Urgent message: Absence of an obvious cause of symptoms should not mislead the clinician away from the likely diagnosis based on those symptoms. In this case, for example, the patient was ultimately diagnosed with a symptomatic chronic subdural hematoma associated with repetitive straining secondary to cough and constipation.
Joel Kaye, BS, MS4 and Dana Tarina, MD
Chronic subdural hematoma (CSDH) is an encapsulated collection of old blood in the space between the arachnoid membrane and the dura. It was first described by Virchow in 1857 as “pachymeningitis haemorrhagica interna.” Symptoms present insidiously weeks to months after the initial insult as headache, confusion, lethargy, and weakness.

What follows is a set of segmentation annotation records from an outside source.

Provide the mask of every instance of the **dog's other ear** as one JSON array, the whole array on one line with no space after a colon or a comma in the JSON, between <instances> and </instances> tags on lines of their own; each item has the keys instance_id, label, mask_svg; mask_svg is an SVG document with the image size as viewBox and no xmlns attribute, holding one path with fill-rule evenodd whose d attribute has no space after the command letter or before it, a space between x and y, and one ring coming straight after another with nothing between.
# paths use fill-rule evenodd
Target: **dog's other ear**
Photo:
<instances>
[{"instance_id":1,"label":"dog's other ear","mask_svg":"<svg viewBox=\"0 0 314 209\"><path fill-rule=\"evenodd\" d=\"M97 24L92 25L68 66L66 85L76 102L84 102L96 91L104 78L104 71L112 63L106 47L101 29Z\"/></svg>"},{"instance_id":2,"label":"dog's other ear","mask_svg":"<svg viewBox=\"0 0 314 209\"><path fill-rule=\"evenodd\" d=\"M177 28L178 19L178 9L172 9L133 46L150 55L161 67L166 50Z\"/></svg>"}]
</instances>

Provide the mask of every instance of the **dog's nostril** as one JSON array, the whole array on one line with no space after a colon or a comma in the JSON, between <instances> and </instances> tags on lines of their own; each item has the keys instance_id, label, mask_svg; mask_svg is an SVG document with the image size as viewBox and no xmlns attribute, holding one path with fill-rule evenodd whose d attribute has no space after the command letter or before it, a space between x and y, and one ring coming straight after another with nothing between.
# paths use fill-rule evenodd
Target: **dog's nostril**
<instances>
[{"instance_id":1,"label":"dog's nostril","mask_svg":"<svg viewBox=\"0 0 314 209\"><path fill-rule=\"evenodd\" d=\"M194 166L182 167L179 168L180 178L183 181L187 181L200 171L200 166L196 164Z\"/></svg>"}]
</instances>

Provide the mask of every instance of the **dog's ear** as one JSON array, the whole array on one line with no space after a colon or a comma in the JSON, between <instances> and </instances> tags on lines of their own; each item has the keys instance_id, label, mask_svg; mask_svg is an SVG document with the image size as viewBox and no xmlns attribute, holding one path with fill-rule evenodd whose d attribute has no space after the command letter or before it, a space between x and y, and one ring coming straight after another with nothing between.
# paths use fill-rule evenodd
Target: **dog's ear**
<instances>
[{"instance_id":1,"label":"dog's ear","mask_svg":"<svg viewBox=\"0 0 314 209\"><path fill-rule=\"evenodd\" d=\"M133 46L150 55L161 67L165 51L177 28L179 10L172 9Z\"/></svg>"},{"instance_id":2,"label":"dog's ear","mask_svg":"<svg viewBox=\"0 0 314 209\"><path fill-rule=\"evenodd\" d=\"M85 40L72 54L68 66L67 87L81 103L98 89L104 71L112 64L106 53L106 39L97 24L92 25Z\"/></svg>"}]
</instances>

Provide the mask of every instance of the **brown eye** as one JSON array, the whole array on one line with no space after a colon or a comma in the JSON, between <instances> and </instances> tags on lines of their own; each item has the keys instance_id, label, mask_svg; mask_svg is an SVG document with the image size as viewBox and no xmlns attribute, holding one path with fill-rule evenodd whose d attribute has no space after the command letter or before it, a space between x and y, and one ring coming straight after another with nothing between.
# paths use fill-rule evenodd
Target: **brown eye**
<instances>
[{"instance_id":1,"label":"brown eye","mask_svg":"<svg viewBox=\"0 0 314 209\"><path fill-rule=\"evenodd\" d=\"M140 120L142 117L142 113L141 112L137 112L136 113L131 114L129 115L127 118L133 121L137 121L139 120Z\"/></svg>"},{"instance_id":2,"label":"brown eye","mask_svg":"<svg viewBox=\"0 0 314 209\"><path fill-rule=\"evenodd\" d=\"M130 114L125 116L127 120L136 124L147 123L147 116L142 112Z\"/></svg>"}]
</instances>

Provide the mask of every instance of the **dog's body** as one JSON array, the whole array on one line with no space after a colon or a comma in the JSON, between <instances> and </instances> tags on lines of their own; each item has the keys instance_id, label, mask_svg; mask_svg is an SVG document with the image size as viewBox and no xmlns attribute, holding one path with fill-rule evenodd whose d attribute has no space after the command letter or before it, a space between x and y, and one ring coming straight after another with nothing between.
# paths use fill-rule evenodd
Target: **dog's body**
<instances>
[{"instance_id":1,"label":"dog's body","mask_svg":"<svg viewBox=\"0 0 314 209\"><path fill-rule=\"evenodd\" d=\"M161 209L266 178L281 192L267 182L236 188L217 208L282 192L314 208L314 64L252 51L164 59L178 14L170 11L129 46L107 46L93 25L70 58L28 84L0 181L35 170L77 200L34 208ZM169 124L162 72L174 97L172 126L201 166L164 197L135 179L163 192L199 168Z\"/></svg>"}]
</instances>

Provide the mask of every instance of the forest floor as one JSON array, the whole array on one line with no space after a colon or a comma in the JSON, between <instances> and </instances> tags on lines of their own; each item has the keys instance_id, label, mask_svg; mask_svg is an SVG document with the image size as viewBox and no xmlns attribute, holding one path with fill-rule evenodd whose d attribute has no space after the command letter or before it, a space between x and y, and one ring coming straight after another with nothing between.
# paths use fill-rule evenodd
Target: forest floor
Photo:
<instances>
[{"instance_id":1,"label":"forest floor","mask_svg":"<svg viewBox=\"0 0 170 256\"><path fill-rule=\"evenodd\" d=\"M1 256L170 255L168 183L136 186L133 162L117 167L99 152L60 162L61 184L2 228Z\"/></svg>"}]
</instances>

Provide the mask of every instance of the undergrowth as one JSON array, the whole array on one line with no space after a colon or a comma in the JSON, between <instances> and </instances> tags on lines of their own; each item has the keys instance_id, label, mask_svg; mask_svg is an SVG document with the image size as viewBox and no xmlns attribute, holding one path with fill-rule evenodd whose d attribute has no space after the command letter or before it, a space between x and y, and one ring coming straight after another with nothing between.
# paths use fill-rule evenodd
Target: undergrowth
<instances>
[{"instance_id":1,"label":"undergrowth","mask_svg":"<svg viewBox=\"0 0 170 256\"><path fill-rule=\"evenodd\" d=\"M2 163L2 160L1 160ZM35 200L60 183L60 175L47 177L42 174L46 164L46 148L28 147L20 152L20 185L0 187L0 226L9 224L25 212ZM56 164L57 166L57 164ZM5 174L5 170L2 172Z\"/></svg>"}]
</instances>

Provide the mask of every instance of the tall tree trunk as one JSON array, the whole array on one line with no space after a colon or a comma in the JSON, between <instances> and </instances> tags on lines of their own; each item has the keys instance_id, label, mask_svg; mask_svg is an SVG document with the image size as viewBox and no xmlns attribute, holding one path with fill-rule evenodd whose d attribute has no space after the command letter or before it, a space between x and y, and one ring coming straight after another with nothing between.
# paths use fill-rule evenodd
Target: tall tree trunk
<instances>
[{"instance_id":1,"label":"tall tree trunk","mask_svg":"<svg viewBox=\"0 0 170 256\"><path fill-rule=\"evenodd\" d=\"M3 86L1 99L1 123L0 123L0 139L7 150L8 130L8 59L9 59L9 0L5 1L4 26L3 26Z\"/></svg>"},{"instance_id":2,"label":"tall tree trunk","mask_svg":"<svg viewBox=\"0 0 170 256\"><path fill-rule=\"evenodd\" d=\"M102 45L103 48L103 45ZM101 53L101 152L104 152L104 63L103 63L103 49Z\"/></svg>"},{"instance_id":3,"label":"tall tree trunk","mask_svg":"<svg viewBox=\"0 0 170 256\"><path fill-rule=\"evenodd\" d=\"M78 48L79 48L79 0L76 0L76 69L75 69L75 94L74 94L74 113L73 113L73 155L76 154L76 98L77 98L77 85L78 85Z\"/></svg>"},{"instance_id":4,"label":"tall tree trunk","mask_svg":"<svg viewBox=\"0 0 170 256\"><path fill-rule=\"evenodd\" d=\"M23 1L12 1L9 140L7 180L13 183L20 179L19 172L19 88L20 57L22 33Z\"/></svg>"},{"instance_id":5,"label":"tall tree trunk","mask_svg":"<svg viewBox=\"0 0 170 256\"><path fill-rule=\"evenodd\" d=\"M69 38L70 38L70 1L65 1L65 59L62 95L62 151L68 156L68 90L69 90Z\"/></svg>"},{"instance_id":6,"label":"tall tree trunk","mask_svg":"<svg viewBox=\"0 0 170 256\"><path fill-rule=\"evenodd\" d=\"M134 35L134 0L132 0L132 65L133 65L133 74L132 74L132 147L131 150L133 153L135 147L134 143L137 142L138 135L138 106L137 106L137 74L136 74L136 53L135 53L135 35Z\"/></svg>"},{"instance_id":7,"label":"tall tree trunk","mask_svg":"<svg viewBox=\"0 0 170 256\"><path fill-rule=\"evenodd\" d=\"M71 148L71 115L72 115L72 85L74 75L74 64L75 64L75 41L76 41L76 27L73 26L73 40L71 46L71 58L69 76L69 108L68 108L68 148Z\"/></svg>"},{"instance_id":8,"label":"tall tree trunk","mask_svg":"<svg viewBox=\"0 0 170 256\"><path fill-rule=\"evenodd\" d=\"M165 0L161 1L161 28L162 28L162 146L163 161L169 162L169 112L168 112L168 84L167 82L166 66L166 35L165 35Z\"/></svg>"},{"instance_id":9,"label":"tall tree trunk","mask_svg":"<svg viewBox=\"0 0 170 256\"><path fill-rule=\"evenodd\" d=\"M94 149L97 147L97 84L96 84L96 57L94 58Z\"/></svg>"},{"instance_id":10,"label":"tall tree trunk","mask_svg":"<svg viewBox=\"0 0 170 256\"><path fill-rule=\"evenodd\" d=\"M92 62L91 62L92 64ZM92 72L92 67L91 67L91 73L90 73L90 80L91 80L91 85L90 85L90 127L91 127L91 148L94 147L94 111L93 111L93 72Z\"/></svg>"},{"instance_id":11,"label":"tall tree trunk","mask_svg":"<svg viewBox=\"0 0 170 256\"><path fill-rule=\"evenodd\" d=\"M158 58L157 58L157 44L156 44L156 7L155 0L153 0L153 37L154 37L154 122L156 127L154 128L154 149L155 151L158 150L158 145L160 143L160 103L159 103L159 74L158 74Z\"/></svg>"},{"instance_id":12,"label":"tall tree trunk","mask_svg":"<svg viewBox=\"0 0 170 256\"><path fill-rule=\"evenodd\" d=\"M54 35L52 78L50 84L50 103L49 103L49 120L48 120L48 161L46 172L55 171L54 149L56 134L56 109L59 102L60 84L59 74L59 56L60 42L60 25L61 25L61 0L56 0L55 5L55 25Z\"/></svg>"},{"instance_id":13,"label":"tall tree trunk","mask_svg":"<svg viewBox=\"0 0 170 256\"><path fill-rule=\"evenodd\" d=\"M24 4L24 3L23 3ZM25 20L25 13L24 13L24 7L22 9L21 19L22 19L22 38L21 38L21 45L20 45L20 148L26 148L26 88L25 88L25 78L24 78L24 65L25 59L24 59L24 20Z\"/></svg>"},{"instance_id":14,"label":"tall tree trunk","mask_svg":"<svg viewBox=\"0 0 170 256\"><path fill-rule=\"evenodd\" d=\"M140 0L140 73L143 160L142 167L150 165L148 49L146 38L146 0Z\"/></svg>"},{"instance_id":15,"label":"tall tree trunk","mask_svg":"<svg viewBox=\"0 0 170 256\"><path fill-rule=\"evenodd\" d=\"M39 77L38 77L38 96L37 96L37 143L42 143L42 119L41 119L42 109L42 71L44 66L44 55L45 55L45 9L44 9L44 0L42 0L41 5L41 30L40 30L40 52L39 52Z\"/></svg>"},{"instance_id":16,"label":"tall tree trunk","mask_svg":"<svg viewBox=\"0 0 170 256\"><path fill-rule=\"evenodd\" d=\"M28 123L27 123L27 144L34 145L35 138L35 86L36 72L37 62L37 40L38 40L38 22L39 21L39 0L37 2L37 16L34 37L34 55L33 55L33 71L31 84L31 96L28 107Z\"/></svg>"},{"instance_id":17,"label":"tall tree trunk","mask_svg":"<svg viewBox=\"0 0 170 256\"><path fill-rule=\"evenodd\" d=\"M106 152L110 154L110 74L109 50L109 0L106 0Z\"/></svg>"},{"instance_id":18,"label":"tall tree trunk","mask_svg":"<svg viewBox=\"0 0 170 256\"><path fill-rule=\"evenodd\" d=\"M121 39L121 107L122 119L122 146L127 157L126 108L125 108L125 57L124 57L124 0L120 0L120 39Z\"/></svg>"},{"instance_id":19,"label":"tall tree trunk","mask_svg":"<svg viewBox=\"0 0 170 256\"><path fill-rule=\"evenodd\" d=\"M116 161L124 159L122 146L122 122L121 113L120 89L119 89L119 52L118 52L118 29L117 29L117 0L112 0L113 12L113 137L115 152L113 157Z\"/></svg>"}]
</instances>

The pathophysiology involves rupture of bridging veins, which traverse the subdural space. In contrast to acute subdural hematoma (ASDH), in which direct head trauma is nearly always the cause, CSDH is caused by direct head trauma only 50%-70% of the time. Sometimes, the trauma is so trivial that it is forgotten. Other common causes of CSDH include falls without hitting the head, vascular malformations, coagulopathy, chronic alcoholism, and epilepsy.1
In addition to trauma, several less common etiologies have become recognized; these include coughing, sneezing, constipation, weight-lifting, blowing into instruments, and amusement park rides.2-8,9-17 We present a case of CSDH, which we believe was caused by repeated coughing and constipation. We aim to draw the primary provider’s attention to the signs, symptoms, and clues that would lead to increased clinical suspicion, early recognition, and prompt management of CSDH.
A previously healthy 65-year-old male presented to the urgent care with a 1-week history of headache which was gradual in onset, frontal and midline in location, rated a 7/10 pain at its worst, intermittent, and had associated mild posterior neck stiffness. The patient tried naproxen without relief. There was no recent or remote history of trauma and no history of similar past headaches. He denied fever, chills, nausea, photophobia, numbness, weakness, visual changes, or confusion.

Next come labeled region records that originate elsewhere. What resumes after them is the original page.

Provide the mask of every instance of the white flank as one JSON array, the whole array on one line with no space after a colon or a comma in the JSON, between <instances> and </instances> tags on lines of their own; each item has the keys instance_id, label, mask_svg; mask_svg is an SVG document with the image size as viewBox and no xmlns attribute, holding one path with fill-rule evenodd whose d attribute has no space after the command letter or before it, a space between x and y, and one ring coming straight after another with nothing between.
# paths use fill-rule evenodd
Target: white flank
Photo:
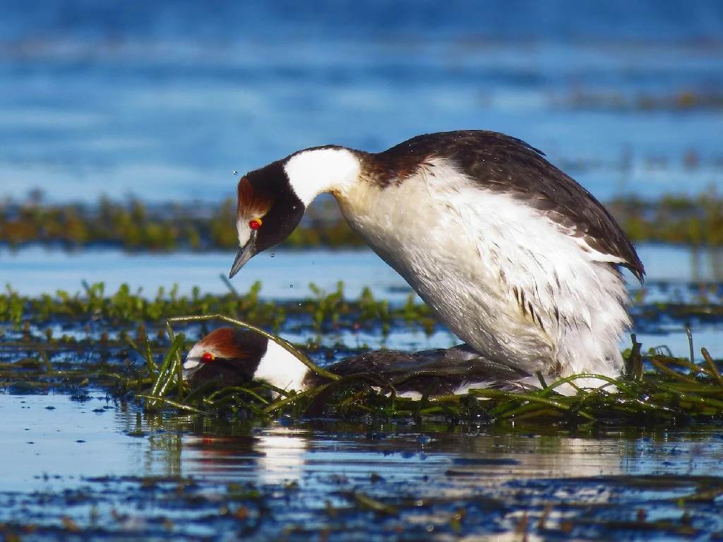
<instances>
[{"instance_id":1,"label":"white flank","mask_svg":"<svg viewBox=\"0 0 723 542\"><path fill-rule=\"evenodd\" d=\"M351 228L478 351L530 373L618 375L625 285L609 256L540 212L443 159L398 185L348 183L335 195Z\"/></svg>"},{"instance_id":2,"label":"white flank","mask_svg":"<svg viewBox=\"0 0 723 542\"><path fill-rule=\"evenodd\" d=\"M306 207L320 194L334 193L356 182L361 172L359 158L348 149L304 150L292 156L284 169L291 189Z\"/></svg>"},{"instance_id":3,"label":"white flank","mask_svg":"<svg viewBox=\"0 0 723 542\"><path fill-rule=\"evenodd\" d=\"M254 380L263 380L284 390L301 390L301 383L309 369L282 346L268 341L266 353L254 373Z\"/></svg>"}]
</instances>

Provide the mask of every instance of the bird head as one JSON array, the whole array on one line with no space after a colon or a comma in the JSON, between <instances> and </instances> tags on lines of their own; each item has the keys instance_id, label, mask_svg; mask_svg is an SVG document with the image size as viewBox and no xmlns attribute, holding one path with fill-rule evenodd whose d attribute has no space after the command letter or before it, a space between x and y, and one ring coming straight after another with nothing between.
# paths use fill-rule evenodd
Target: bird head
<instances>
[{"instance_id":1,"label":"bird head","mask_svg":"<svg viewBox=\"0 0 723 542\"><path fill-rule=\"evenodd\" d=\"M335 194L359 178L359 152L317 147L295 152L239 181L239 252L229 278L254 255L291 234L322 192Z\"/></svg>"}]
</instances>

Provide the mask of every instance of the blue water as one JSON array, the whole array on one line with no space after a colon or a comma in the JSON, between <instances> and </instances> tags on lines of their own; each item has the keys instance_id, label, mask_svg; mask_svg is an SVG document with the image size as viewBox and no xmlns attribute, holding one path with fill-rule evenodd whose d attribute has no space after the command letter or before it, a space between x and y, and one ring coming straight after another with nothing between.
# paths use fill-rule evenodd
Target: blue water
<instances>
[{"instance_id":1,"label":"blue water","mask_svg":"<svg viewBox=\"0 0 723 542\"><path fill-rule=\"evenodd\" d=\"M527 140L603 200L723 186L717 0L1 0L0 13L0 198L217 201L233 171L300 148L461 128ZM686 93L701 105L672 105Z\"/></svg>"}]
</instances>

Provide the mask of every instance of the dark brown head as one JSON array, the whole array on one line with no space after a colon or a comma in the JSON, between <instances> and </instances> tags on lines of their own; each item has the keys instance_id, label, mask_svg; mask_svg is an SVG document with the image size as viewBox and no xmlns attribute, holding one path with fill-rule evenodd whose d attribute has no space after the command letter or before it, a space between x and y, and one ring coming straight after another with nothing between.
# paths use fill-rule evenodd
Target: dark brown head
<instances>
[{"instance_id":1,"label":"dark brown head","mask_svg":"<svg viewBox=\"0 0 723 542\"><path fill-rule=\"evenodd\" d=\"M191 348L183 364L183 378L192 387L221 377L223 386L250 382L266 353L267 340L247 330L221 327Z\"/></svg>"},{"instance_id":2,"label":"dark brown head","mask_svg":"<svg viewBox=\"0 0 723 542\"><path fill-rule=\"evenodd\" d=\"M183 379L192 387L221 377L220 385L262 380L282 390L301 391L307 366L286 348L249 330L220 327L186 356Z\"/></svg>"},{"instance_id":3,"label":"dark brown head","mask_svg":"<svg viewBox=\"0 0 723 542\"><path fill-rule=\"evenodd\" d=\"M229 278L254 255L281 243L322 192L356 180L359 161L342 147L305 149L250 171L239 181L239 253Z\"/></svg>"}]
</instances>

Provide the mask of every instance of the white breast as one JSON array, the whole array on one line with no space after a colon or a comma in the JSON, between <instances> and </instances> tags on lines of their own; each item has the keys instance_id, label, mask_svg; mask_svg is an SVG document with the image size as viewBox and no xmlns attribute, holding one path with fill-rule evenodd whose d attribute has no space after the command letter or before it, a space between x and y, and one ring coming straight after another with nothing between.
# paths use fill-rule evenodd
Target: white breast
<instances>
[{"instance_id":1,"label":"white breast","mask_svg":"<svg viewBox=\"0 0 723 542\"><path fill-rule=\"evenodd\" d=\"M351 228L479 351L531 372L619 371L629 322L618 272L536 210L443 160L383 189L347 185L337 199Z\"/></svg>"}]
</instances>

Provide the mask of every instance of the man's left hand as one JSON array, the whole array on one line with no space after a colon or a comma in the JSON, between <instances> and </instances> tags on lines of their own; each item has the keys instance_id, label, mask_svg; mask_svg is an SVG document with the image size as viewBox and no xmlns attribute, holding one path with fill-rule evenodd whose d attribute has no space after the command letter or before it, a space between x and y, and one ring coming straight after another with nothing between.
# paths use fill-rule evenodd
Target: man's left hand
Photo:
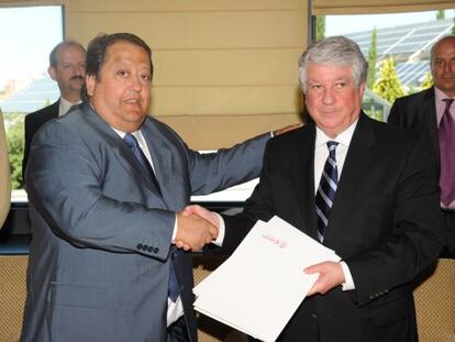
<instances>
[{"instance_id":1,"label":"man's left hand","mask_svg":"<svg viewBox=\"0 0 455 342\"><path fill-rule=\"evenodd\" d=\"M324 295L345 282L343 268L340 263L324 262L307 267L303 272L307 274L319 273L318 280L307 296L314 294Z\"/></svg>"}]
</instances>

Past history included type 2 diabetes, hypertension, and hyperlipidemia; all were reported to be well controlled. Medications include metformin, sitagliptin, canagliflozin, lisinopril, atorvastatin, and aspirin. The patient is married and works full-time as a dentist. He does not smoke, rarely consumes alcohol, and denies illicit drug use. Review of systems revealed chronic coughing fits and a 2-month history of constipation with significant straining at stool. The cough, which the patient attributed to lisinopril, is dry, comes in spells, and while present for years, has noticeably worsened recently. Physical exam was unremarkable except for a BP of 173/75. No diagnostic tests were obtained, and the patient was discharged home after symptomatic treatment.
Discussion of Urgent Care Evaluation and Management
Patients with atraumatic headache and without focal neurologic signs or symptoms have a wide differential including migraine, cluster, and tension headaches, as well as subarachnoid hemorrhage, meningitis, cervical artery dissection, venous sinus thrombosis, abscess, tumor, giant cell arteritis, acute narrow-angle glaucoma, and carbon monoxide toxicity.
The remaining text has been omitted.